Maxine releva la tête.

« Je me présente, Maxine Timber, je me rends au cours du professeur Denis.

— Maude Tirbois, enchantée. Au moins, vous partagez tous les deux ce don particulier de bousculer les gens lorsque vous les rencontrez, s’amusa-t-elle.

Maxine acquiesça d’un pincement des lèvres.

« Je suis si maladroite. Bien, j’ai été ravie de faire votre connaissance, malheureusement, je dois filer.

— Peut-être qu’à notre prochain accrochage, nous prendrons le temps de sympathiser », suggéra Maude en lui tapotant le bras.

Maxine lui sourit et hocha la tête.

« Avec grand plaisir, désolée, je dois y aller. »

Dans son bureau, Étienne s’apprêtait à rejoindre l’amphithéâtre quand son regard se posa sur une publicité en haut de la pile de courrier. Elle représentait la baie d’Arcachon avec ses deux cabanes tchanquées dressées devant l’île aux oiseaux. En grosses lettres, y était écrite la date du 25 mars annonçant la bénédiction des bateaux. Il sourit en repensant à Jeanne qui aujourd’hui vivait sur l’île dans le cabanon du vieux Virgil. Treize ans plus tôt, ça avait sérieusement dérapé dans les marais du delta.

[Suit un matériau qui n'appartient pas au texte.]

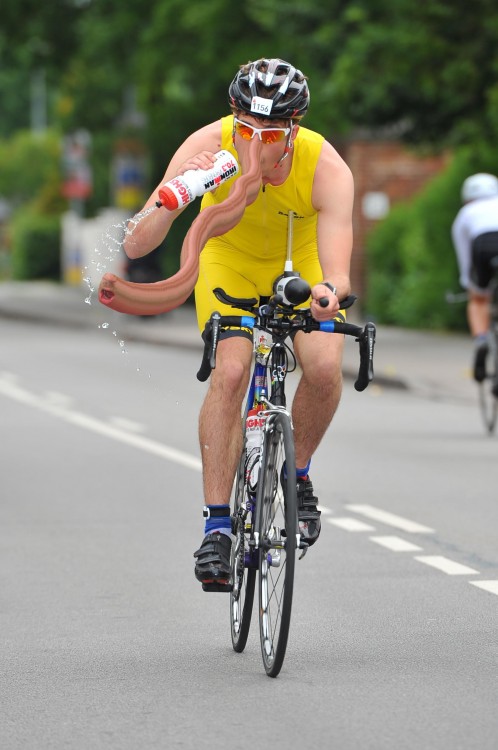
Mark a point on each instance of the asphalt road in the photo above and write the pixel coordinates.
(106, 639)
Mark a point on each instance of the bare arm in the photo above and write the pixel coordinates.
(196, 152)
(333, 195)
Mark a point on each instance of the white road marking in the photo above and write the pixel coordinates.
(126, 424)
(395, 543)
(61, 399)
(447, 566)
(12, 390)
(390, 519)
(350, 524)
(491, 586)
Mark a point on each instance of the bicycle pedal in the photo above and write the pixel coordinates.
(304, 546)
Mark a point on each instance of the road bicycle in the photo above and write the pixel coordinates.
(264, 508)
(488, 388)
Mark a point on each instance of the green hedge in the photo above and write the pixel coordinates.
(35, 246)
(411, 261)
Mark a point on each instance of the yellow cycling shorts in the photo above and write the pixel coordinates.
(241, 275)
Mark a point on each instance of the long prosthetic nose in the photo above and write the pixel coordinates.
(134, 298)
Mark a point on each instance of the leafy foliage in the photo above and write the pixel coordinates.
(411, 259)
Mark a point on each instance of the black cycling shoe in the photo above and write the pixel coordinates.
(480, 361)
(212, 567)
(307, 511)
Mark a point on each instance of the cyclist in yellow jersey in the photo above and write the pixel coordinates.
(303, 173)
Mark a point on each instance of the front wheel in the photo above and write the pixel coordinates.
(243, 562)
(277, 526)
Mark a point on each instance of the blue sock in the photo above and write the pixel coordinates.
(222, 524)
(302, 473)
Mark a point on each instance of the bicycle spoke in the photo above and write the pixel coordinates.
(277, 526)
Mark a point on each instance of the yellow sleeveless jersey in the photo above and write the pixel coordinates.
(262, 231)
(246, 260)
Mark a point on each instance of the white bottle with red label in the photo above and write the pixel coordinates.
(195, 182)
(254, 439)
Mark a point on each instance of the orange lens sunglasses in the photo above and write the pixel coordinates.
(267, 135)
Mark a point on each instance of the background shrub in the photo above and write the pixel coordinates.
(411, 261)
(35, 246)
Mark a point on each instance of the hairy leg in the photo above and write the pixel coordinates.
(319, 391)
(220, 431)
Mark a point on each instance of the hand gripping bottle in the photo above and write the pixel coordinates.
(195, 182)
(254, 438)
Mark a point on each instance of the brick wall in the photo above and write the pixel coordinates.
(390, 172)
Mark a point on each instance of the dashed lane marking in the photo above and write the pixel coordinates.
(450, 567)
(395, 543)
(390, 519)
(350, 524)
(12, 390)
(491, 586)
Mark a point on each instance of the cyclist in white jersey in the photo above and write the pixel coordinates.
(475, 238)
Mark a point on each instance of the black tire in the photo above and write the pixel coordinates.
(488, 391)
(277, 526)
(244, 561)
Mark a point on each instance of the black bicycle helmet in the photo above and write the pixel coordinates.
(270, 80)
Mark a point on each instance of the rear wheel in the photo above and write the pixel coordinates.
(277, 526)
(488, 390)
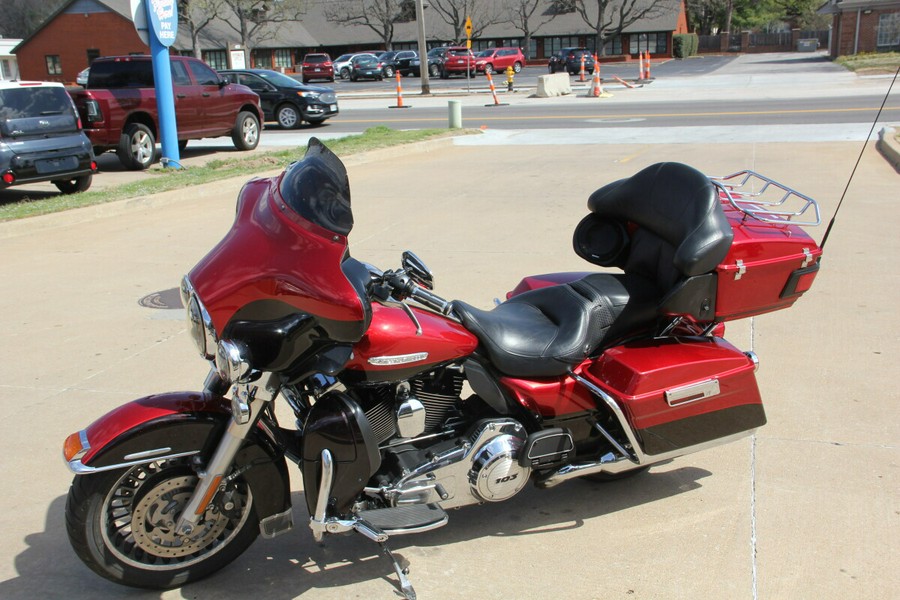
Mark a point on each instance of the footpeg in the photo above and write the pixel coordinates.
(400, 520)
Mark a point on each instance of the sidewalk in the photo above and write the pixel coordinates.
(805, 509)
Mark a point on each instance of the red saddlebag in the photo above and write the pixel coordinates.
(678, 393)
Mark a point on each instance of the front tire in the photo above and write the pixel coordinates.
(137, 147)
(121, 524)
(245, 134)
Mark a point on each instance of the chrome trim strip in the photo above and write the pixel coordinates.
(147, 453)
(79, 468)
(694, 392)
(397, 359)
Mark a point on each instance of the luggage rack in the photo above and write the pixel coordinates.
(765, 204)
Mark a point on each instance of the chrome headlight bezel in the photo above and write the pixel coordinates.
(200, 323)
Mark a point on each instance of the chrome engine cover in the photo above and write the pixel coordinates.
(484, 468)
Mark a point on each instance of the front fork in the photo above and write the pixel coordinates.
(248, 401)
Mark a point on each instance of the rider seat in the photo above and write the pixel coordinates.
(676, 233)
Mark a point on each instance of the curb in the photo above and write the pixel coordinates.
(889, 146)
(67, 218)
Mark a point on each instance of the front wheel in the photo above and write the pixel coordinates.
(245, 134)
(122, 525)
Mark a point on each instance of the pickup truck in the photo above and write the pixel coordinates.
(118, 107)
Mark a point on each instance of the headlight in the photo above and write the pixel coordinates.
(202, 330)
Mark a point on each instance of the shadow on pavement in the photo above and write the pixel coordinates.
(293, 564)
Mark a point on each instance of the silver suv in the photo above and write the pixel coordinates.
(41, 138)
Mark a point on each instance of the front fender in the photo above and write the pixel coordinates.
(178, 424)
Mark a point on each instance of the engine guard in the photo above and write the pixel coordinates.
(179, 424)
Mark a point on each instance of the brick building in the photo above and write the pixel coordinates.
(81, 30)
(863, 26)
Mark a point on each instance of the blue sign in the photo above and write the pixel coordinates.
(163, 20)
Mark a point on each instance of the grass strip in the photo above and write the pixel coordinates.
(164, 180)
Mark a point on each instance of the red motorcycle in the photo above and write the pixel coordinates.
(404, 411)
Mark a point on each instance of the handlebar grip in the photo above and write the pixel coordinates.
(430, 300)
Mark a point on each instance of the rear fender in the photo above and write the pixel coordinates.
(179, 424)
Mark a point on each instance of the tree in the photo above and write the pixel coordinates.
(521, 15)
(195, 15)
(258, 20)
(455, 12)
(22, 17)
(608, 18)
(378, 15)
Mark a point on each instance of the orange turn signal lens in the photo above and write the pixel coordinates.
(75, 446)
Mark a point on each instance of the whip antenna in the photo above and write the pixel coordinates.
(858, 159)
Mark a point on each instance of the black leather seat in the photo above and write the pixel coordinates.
(681, 235)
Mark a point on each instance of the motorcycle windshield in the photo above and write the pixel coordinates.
(317, 189)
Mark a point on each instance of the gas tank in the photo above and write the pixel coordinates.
(391, 350)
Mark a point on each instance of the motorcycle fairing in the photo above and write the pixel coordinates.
(179, 424)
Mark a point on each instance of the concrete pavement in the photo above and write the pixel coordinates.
(807, 508)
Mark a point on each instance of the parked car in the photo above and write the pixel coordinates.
(398, 61)
(459, 60)
(342, 63)
(365, 66)
(118, 107)
(284, 99)
(317, 66)
(41, 138)
(569, 60)
(498, 59)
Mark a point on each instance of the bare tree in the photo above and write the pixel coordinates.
(378, 15)
(256, 21)
(608, 18)
(454, 13)
(527, 16)
(195, 15)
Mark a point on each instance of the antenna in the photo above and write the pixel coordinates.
(858, 159)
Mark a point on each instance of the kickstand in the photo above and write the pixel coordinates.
(405, 586)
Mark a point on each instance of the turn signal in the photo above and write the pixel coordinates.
(75, 446)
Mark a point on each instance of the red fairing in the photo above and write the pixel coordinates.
(272, 253)
(137, 413)
(640, 374)
(393, 334)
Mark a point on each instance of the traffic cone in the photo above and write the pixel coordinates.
(399, 94)
(493, 90)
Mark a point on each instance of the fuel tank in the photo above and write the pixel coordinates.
(392, 349)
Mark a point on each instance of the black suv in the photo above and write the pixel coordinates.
(569, 60)
(41, 138)
(399, 61)
(284, 99)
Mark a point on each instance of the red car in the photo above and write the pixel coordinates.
(317, 66)
(457, 61)
(494, 60)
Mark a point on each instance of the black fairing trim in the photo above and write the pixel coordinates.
(680, 207)
(547, 331)
(274, 344)
(691, 431)
(318, 189)
(338, 424)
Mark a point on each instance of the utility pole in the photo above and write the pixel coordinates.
(423, 48)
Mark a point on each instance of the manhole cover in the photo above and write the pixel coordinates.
(165, 300)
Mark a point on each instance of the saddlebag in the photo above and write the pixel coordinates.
(681, 392)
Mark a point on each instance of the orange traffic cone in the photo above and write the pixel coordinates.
(399, 94)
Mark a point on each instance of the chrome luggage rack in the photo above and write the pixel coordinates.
(770, 203)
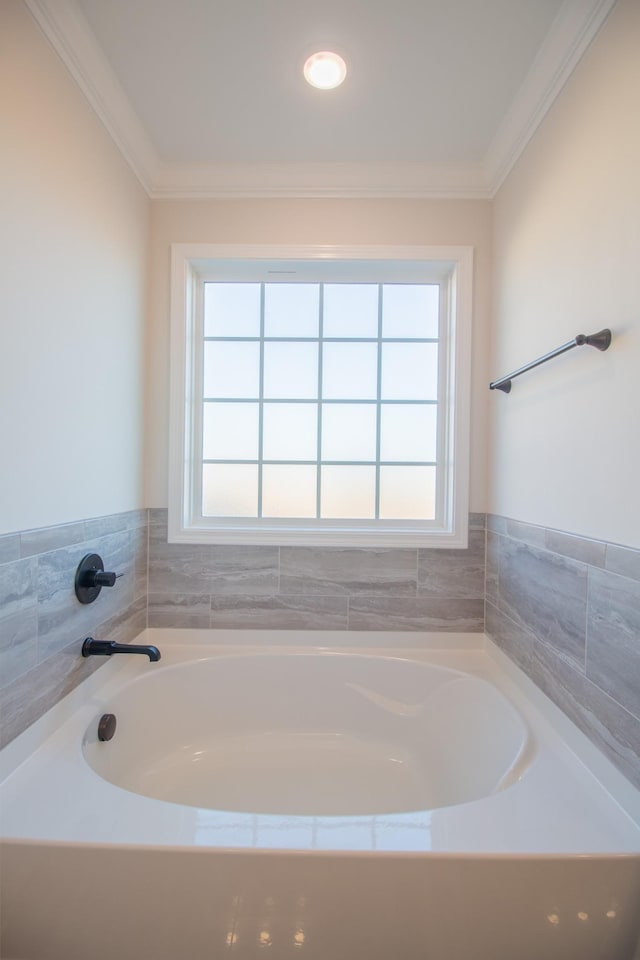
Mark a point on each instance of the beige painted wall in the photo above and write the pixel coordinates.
(73, 246)
(311, 222)
(565, 448)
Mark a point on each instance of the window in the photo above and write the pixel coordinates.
(320, 395)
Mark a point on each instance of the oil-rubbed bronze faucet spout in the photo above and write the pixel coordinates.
(106, 648)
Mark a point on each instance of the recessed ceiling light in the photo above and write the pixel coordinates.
(325, 70)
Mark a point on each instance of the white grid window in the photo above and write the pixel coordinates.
(335, 408)
(321, 402)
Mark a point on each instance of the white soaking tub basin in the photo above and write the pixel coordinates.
(320, 734)
(282, 795)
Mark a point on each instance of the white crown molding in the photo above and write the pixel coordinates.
(319, 180)
(72, 39)
(575, 26)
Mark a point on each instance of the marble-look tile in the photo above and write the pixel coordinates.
(34, 542)
(613, 637)
(527, 532)
(546, 594)
(18, 644)
(179, 610)
(279, 612)
(337, 571)
(30, 696)
(578, 548)
(184, 568)
(61, 618)
(125, 625)
(497, 524)
(512, 639)
(607, 724)
(419, 613)
(453, 573)
(623, 560)
(492, 568)
(103, 526)
(17, 587)
(9, 547)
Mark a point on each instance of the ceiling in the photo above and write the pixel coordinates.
(206, 97)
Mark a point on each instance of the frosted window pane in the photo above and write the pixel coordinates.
(289, 491)
(291, 309)
(230, 431)
(350, 371)
(410, 310)
(348, 492)
(348, 431)
(290, 431)
(291, 371)
(350, 310)
(410, 371)
(229, 490)
(232, 370)
(408, 432)
(407, 493)
(232, 309)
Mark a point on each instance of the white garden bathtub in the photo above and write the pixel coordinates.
(313, 801)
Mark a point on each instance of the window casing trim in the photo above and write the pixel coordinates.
(193, 262)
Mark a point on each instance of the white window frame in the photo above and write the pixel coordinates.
(190, 263)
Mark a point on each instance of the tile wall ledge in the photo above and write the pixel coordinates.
(31, 543)
(613, 557)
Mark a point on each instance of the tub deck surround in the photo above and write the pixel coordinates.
(535, 814)
(566, 609)
(548, 865)
(302, 588)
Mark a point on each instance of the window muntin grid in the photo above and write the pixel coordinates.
(303, 356)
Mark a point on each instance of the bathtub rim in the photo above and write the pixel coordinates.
(473, 653)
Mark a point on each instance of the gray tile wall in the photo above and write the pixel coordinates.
(321, 588)
(567, 610)
(42, 623)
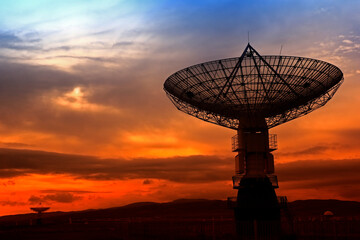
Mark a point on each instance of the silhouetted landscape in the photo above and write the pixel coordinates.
(181, 219)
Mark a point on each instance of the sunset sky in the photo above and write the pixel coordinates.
(85, 123)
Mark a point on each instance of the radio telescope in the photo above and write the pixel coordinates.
(251, 94)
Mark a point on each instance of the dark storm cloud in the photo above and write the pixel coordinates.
(27, 94)
(61, 197)
(178, 169)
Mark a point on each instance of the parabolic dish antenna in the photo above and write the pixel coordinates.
(251, 94)
(228, 92)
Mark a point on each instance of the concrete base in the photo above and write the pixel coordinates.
(257, 212)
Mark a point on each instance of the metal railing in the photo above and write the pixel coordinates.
(235, 143)
(272, 143)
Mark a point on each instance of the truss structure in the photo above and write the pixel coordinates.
(275, 88)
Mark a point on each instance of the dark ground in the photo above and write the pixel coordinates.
(180, 219)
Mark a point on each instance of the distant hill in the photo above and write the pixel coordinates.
(193, 208)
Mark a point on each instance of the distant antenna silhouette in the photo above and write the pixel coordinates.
(251, 94)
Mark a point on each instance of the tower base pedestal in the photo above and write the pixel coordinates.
(257, 212)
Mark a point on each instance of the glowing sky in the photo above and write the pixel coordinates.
(85, 123)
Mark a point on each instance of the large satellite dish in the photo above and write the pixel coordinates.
(251, 94)
(230, 91)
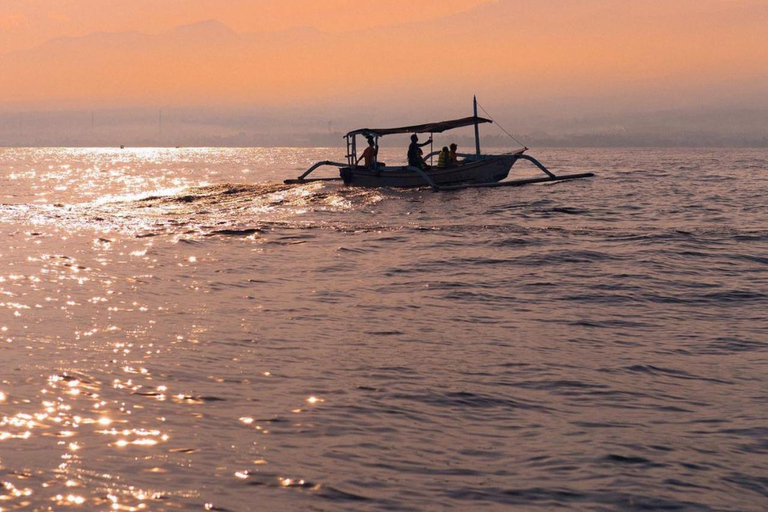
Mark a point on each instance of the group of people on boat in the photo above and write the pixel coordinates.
(447, 157)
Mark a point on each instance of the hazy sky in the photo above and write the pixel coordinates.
(60, 54)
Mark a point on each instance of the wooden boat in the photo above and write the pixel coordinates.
(476, 170)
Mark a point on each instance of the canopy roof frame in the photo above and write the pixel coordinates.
(437, 127)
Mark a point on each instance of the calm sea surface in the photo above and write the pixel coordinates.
(181, 331)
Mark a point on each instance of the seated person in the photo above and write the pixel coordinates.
(453, 156)
(369, 154)
(415, 157)
(444, 160)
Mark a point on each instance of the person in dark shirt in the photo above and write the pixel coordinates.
(453, 155)
(444, 160)
(369, 154)
(415, 157)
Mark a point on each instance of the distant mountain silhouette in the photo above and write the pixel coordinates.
(570, 59)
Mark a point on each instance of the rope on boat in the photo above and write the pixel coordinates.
(502, 128)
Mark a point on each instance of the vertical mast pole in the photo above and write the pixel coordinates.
(477, 128)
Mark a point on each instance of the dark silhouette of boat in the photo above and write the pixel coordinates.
(476, 170)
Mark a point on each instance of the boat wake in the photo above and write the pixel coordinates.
(227, 209)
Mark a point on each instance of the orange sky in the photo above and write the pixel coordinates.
(289, 52)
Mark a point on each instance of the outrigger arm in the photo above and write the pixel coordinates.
(550, 176)
(302, 178)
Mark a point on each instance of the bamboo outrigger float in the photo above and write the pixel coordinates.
(476, 171)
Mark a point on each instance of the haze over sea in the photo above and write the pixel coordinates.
(181, 331)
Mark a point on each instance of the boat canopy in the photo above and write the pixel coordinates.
(438, 127)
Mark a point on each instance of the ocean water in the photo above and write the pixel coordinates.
(181, 331)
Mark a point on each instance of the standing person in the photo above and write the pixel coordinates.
(453, 155)
(369, 154)
(444, 160)
(415, 157)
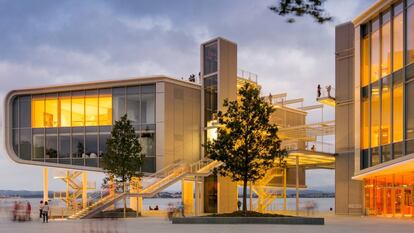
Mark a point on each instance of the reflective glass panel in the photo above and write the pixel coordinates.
(375, 114)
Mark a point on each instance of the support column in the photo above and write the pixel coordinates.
(297, 185)
(84, 189)
(251, 197)
(284, 189)
(187, 196)
(45, 184)
(135, 203)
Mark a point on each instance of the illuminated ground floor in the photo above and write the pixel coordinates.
(390, 195)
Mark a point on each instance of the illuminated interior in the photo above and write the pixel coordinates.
(72, 111)
(390, 195)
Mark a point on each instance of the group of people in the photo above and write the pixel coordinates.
(44, 211)
(21, 211)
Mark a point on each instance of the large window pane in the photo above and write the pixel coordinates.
(210, 58)
(25, 144)
(65, 110)
(385, 112)
(410, 34)
(397, 108)
(38, 110)
(134, 108)
(365, 118)
(375, 51)
(148, 108)
(105, 107)
(78, 145)
(398, 37)
(386, 45)
(375, 114)
(410, 110)
(51, 112)
(64, 145)
(51, 143)
(24, 111)
(118, 103)
(38, 144)
(91, 110)
(365, 61)
(78, 109)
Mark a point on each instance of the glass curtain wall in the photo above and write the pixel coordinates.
(73, 127)
(386, 85)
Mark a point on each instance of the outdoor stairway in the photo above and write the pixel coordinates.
(163, 178)
(265, 198)
(97, 206)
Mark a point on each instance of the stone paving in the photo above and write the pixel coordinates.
(334, 224)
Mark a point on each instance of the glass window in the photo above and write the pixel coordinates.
(38, 144)
(78, 144)
(398, 37)
(15, 112)
(147, 108)
(410, 110)
(91, 148)
(410, 34)
(364, 158)
(398, 108)
(365, 118)
(386, 45)
(385, 112)
(210, 58)
(64, 145)
(65, 109)
(105, 107)
(375, 51)
(16, 141)
(118, 103)
(51, 143)
(134, 108)
(375, 158)
(25, 143)
(365, 61)
(78, 109)
(91, 110)
(375, 114)
(51, 112)
(38, 110)
(103, 138)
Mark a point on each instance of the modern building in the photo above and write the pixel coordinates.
(67, 126)
(375, 111)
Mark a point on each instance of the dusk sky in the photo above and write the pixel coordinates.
(56, 42)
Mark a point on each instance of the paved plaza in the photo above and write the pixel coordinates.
(160, 225)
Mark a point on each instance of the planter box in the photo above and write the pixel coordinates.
(250, 220)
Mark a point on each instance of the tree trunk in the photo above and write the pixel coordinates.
(245, 196)
(124, 199)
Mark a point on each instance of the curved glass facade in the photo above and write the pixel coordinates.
(73, 127)
(387, 87)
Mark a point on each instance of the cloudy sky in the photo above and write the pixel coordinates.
(56, 42)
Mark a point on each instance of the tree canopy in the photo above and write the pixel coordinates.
(313, 8)
(123, 159)
(247, 143)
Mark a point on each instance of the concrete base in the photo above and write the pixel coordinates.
(250, 220)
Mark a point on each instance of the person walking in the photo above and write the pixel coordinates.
(45, 212)
(41, 209)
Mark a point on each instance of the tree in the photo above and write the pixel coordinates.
(247, 143)
(301, 7)
(123, 159)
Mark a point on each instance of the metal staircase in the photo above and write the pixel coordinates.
(265, 198)
(159, 181)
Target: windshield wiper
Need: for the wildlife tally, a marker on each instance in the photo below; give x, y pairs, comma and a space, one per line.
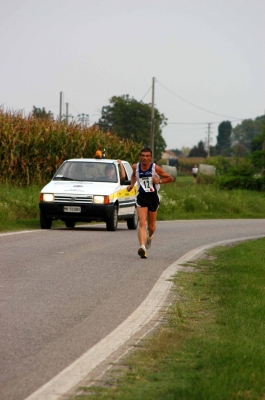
64, 178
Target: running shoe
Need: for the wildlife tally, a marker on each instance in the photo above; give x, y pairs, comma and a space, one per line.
142, 252
149, 241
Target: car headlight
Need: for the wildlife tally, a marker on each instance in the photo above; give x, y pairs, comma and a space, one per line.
101, 199
49, 197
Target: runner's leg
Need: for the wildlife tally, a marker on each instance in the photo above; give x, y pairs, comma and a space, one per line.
152, 222
142, 214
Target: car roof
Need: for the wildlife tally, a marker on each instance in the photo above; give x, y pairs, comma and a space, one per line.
98, 160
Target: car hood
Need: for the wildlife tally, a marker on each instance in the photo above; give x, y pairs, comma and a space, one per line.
85, 188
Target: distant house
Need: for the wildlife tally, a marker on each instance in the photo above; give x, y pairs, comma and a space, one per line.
171, 158
168, 154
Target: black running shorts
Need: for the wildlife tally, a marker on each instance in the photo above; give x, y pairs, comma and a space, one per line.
149, 200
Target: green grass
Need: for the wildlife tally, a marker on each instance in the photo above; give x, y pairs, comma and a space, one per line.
186, 200
180, 200
213, 344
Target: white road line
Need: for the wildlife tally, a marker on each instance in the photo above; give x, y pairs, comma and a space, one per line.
79, 369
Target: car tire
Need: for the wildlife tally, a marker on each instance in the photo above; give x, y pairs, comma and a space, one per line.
112, 222
69, 223
45, 222
132, 223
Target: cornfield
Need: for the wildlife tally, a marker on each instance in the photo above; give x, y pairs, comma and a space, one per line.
31, 149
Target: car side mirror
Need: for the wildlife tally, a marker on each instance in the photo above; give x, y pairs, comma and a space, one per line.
126, 182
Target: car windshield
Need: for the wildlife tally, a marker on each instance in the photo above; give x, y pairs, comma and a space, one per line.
87, 171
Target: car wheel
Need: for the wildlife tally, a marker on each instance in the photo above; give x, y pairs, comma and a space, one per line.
45, 222
132, 223
112, 222
69, 223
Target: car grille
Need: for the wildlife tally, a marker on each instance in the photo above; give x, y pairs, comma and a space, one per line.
73, 199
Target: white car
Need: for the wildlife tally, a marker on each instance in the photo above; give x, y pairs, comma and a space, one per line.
85, 190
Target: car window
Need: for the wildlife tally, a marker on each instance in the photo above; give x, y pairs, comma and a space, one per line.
87, 171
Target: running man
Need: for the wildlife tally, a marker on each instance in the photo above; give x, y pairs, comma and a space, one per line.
149, 177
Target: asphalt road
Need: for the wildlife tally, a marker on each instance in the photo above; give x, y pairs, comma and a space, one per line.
63, 290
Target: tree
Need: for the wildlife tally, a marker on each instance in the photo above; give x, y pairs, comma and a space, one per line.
131, 119
245, 133
223, 138
176, 151
198, 151
42, 114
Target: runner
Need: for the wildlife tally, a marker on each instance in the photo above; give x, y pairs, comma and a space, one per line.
149, 177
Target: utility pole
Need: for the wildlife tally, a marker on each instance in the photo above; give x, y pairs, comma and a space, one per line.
208, 140
66, 113
153, 119
61, 106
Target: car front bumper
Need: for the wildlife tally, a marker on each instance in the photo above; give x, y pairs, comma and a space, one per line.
89, 212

Cela s’était passé en avril 2009. Bas sur la ligne d’horizon, le soleil ne s’était pas encore couché et ses dernières lueurs chatoyaient au-dessus de la baie. Jeanne se terrait depuis une bonne heure chez Charly, accompagnée de son fils. Caleb était ivre et hurlait comme un chien enragé. Le pied en appui sur la calandre de sa camionnette, il menaçait de mettre le feu à la cambuse. Lorsque Charly l’avait vu joué avec des allumettes, il s’était fourvoyé, se disant qu’après tout, cette dispute ne le regardait pas. Il avait poussé Jeanne et Seeker dehors. Fallait avouer que pour éviter les emmerdes, le vieux était sacrément doué. Mais, les larmes du môme avaient fini par lui fendre le cœur, dès lors, il s’était ravisé et souvenu du gaillard descendu quelques années plus tôt dans son bar. Il avait conservé son numéro de téléphone et l’avait appelé à la rescousse.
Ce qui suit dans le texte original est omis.